Ben Welter - Monday, November 20, 2017
• Registration is open for "Active vs. Passive Solutions: Which one is for me?" the next webinar in Sonoco ThermoSafe's temperature assurance packaging series. Ben Vanderplas, global product manager at Sonoco ThermoSafe, and David Bang, CEO of DHL LifeConEx, will lead the one-hour class, to be held Dec. 12.
• Brooklyn Bedding's new Aurora mattress collection features TitanCool technology, "a phase change surface infusion" with "high conductivity properties."
• New from Transparency Market Research: "Thermal Management Technologies Market - Global Industry Analysis, Size, Share, Growth, Trends, and Forecast 2017 - 2027"
• MIT researchers have combined conventional phase change material with an organic compound that responds to a pulse of light. "The new system," MIT News reports, "uses molecular switches that change shape in response to light; when integrated into the PCM, the phase-change temperature of the hybrid material can be adjusted with light, allowing the thermal energy of the phase change to be maintained even well below the melting point of the original material." The system could be used in a thermal battery to store heat from the sun or any other source and release the heat when needed.
• Registration for the 2018 ARPA-E Energy Innovation Summit is open. The event, to be held March 13-15 at the Gaylord Convention Center, outside Washington, D.C., showcases emerging energy technologies. No agenda yet.
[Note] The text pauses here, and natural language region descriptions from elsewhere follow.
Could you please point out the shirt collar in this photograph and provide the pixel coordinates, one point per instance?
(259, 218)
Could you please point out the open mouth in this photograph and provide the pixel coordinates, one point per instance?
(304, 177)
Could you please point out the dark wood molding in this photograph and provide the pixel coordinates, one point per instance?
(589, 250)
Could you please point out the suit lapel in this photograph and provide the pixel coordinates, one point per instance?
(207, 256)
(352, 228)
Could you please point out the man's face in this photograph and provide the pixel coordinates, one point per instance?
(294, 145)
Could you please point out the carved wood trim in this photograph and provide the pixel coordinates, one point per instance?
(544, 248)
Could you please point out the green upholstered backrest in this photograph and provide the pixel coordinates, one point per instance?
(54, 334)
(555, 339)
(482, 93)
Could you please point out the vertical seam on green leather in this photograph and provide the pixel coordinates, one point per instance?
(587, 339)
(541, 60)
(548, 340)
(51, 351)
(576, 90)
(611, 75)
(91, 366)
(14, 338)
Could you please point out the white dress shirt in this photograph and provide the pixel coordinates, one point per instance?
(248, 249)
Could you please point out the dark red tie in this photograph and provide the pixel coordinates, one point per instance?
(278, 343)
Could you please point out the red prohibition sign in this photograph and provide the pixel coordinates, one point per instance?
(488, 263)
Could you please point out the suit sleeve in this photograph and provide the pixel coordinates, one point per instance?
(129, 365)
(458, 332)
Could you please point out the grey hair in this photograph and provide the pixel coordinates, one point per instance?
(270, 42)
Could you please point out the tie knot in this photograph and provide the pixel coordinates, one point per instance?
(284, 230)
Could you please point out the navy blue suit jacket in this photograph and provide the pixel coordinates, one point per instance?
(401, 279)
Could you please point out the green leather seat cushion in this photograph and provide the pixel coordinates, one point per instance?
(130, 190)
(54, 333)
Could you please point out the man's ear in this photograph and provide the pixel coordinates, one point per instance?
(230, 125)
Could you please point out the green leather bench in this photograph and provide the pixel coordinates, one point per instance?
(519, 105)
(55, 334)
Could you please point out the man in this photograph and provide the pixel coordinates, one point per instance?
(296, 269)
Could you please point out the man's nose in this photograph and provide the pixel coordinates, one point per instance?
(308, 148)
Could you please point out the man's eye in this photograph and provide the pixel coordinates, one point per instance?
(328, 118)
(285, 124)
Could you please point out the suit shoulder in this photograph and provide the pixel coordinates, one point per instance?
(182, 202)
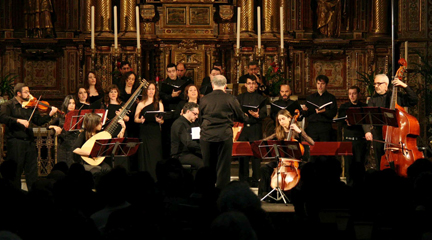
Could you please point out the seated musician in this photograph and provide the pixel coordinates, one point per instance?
(92, 125)
(183, 147)
(281, 133)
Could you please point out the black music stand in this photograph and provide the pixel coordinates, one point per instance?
(276, 150)
(115, 147)
(74, 119)
(376, 116)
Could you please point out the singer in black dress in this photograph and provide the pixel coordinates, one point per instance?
(150, 151)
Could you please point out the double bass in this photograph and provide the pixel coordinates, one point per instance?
(110, 129)
(400, 143)
(289, 172)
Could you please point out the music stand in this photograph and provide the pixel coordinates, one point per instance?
(276, 150)
(74, 119)
(377, 116)
(115, 147)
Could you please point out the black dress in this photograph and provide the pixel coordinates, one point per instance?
(66, 141)
(150, 151)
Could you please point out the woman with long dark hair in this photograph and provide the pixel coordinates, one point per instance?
(65, 139)
(191, 94)
(283, 127)
(150, 151)
(94, 89)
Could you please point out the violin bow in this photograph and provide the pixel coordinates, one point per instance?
(34, 108)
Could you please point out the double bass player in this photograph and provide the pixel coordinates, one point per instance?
(382, 98)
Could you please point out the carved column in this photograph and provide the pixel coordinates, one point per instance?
(283, 4)
(247, 21)
(86, 16)
(127, 16)
(103, 12)
(380, 20)
(270, 16)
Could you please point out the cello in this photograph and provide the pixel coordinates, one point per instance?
(289, 172)
(400, 143)
(110, 129)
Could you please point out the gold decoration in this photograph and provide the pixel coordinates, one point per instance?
(247, 16)
(103, 16)
(226, 12)
(127, 16)
(270, 16)
(380, 22)
(329, 17)
(147, 12)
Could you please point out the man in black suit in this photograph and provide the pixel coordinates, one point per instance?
(218, 111)
(284, 102)
(354, 165)
(252, 129)
(170, 99)
(181, 73)
(206, 86)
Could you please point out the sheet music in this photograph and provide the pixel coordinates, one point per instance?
(196, 133)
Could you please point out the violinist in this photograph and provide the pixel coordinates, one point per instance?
(66, 139)
(82, 96)
(20, 143)
(382, 98)
(282, 130)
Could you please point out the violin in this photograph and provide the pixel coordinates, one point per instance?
(42, 106)
(289, 172)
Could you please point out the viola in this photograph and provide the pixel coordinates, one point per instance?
(289, 172)
(400, 143)
(42, 106)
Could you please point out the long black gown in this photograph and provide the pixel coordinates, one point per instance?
(150, 151)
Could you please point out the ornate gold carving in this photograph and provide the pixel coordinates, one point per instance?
(127, 16)
(40, 73)
(147, 12)
(188, 44)
(247, 23)
(103, 16)
(380, 20)
(270, 13)
(329, 17)
(226, 12)
(86, 17)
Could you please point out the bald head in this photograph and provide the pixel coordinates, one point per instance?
(285, 92)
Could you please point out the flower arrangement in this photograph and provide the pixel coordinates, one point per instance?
(274, 78)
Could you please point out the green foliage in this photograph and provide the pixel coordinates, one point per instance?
(274, 77)
(7, 84)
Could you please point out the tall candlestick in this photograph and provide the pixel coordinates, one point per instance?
(92, 27)
(238, 27)
(259, 27)
(138, 28)
(115, 28)
(406, 51)
(281, 26)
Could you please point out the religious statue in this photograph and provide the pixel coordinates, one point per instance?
(38, 20)
(329, 17)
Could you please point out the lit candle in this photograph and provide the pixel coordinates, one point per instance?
(92, 27)
(137, 23)
(281, 25)
(115, 28)
(406, 51)
(259, 27)
(238, 27)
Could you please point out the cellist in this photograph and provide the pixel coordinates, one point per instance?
(283, 127)
(382, 98)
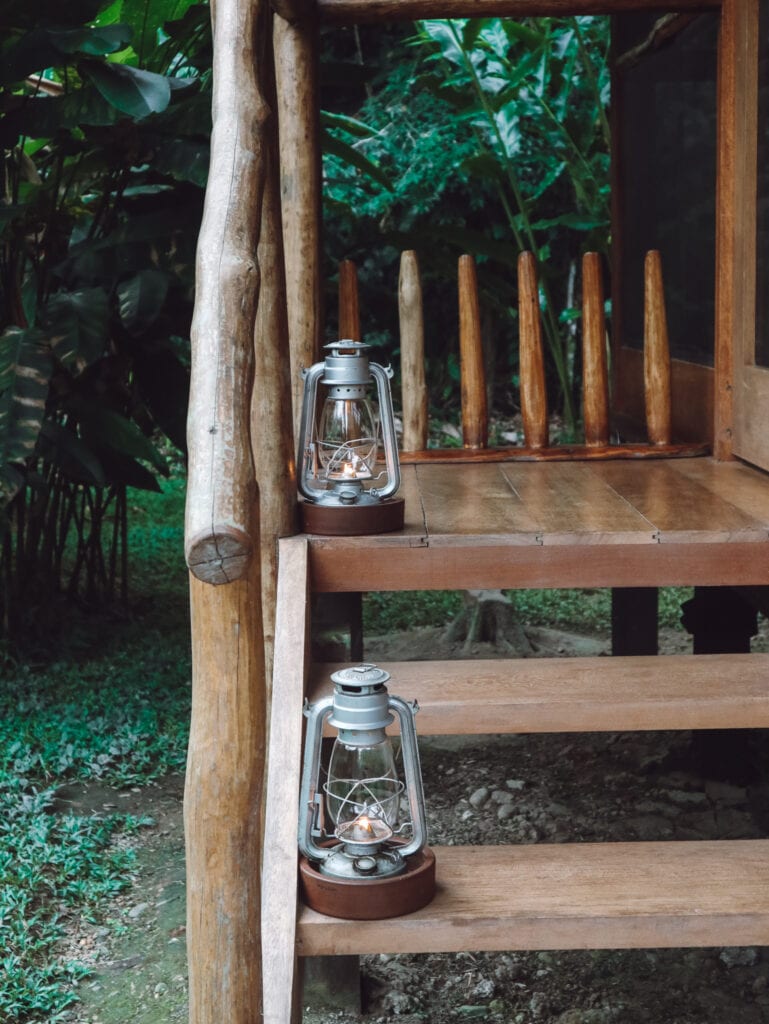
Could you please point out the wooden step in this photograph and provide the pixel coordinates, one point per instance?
(582, 896)
(585, 694)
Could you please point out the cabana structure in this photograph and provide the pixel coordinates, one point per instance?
(688, 505)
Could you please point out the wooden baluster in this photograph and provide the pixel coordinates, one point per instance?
(412, 354)
(533, 399)
(474, 415)
(595, 376)
(656, 359)
(349, 316)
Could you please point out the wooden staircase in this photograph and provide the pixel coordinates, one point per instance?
(709, 525)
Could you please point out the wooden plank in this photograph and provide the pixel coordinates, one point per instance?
(359, 11)
(472, 372)
(414, 384)
(581, 896)
(595, 373)
(533, 399)
(485, 563)
(284, 764)
(582, 694)
(569, 503)
(679, 513)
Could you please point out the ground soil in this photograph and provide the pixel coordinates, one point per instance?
(500, 788)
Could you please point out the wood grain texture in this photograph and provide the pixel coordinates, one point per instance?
(595, 373)
(298, 115)
(220, 484)
(533, 399)
(581, 896)
(271, 426)
(581, 694)
(360, 11)
(412, 321)
(223, 800)
(656, 358)
(473, 378)
(349, 314)
(284, 766)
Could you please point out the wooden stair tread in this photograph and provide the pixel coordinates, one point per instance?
(585, 694)
(577, 896)
(562, 524)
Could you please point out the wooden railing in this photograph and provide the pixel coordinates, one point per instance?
(533, 402)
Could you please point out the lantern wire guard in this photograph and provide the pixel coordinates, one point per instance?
(359, 859)
(346, 489)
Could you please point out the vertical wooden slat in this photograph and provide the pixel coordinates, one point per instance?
(222, 800)
(656, 360)
(298, 107)
(595, 375)
(349, 315)
(271, 424)
(413, 353)
(533, 401)
(280, 858)
(474, 415)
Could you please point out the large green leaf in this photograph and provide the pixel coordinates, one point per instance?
(77, 324)
(140, 299)
(130, 90)
(104, 428)
(25, 374)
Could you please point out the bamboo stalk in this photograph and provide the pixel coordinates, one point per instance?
(533, 400)
(656, 360)
(271, 427)
(595, 375)
(298, 116)
(474, 415)
(349, 316)
(413, 353)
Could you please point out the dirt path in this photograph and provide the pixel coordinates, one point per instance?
(509, 790)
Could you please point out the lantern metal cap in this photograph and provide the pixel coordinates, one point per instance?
(360, 675)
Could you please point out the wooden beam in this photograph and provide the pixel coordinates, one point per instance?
(414, 384)
(222, 800)
(221, 493)
(271, 426)
(533, 399)
(284, 765)
(298, 115)
(572, 896)
(359, 11)
(472, 372)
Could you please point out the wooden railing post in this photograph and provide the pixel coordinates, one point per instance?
(474, 414)
(656, 359)
(533, 399)
(298, 114)
(595, 375)
(414, 384)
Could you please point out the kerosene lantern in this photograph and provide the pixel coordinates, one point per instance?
(361, 828)
(346, 487)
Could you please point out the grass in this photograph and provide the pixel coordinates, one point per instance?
(109, 701)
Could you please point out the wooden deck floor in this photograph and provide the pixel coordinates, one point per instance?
(646, 522)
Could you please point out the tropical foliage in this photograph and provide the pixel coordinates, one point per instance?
(104, 150)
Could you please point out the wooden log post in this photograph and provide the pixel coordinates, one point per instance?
(414, 384)
(349, 313)
(271, 422)
(656, 359)
(295, 43)
(533, 399)
(474, 413)
(224, 778)
(595, 375)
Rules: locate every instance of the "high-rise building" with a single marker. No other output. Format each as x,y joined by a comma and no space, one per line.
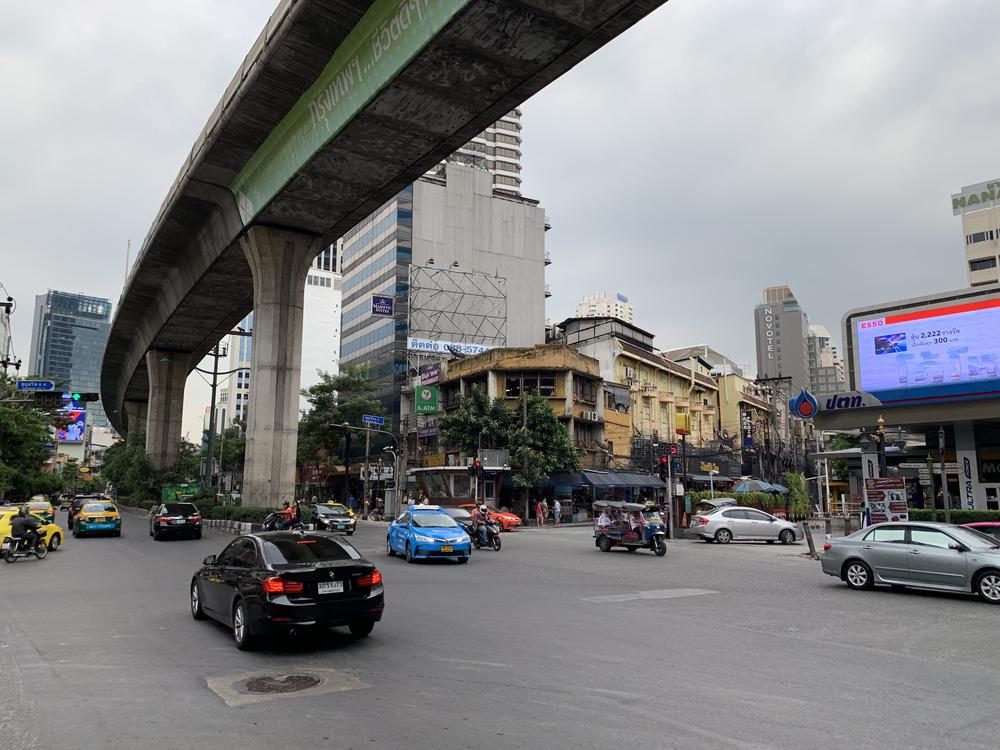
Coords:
826,369
782,329
979,207
320,341
605,306
68,336
459,221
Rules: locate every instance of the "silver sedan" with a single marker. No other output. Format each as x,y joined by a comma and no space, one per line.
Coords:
919,554
727,523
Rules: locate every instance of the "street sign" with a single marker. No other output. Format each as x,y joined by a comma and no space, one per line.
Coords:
35,385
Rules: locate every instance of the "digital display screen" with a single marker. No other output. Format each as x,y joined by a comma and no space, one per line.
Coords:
935,354
75,428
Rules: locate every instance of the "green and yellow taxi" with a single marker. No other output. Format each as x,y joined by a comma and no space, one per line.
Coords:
98,517
41,507
52,533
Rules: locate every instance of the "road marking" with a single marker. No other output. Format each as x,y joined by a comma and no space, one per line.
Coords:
232,688
657,594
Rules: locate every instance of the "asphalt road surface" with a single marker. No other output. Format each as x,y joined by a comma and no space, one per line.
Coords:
546,644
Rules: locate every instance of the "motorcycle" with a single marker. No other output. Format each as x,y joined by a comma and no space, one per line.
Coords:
14,548
492,533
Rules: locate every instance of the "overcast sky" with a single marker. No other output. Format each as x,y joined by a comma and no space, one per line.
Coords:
716,148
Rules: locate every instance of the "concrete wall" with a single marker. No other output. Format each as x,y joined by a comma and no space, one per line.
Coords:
462,220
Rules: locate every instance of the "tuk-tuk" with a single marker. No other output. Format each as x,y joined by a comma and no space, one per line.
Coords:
629,525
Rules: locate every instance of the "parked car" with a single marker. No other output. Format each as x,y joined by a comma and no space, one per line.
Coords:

• Researchers at the University of Maryland College Park have developed a method of fabricating fibers with boron nitride and polyvinyl alcohol using 3D print technologies which allows heat to be transferred away from the body. Clothes made with the nanocomposite thread could help keep wearers cool in hot conditions.
• Stanford University researchers have developed a reversible fabric that keeps skin a comfortable temperature whatever the weather. "On one side," Stanford News reports, "a copper coating traps heat between a polyethylene layer and the skin; on the other, a carbon coating releases heat under another layer of polyethylene." The fabric can either warm or cool the wearer, depending which side faces out.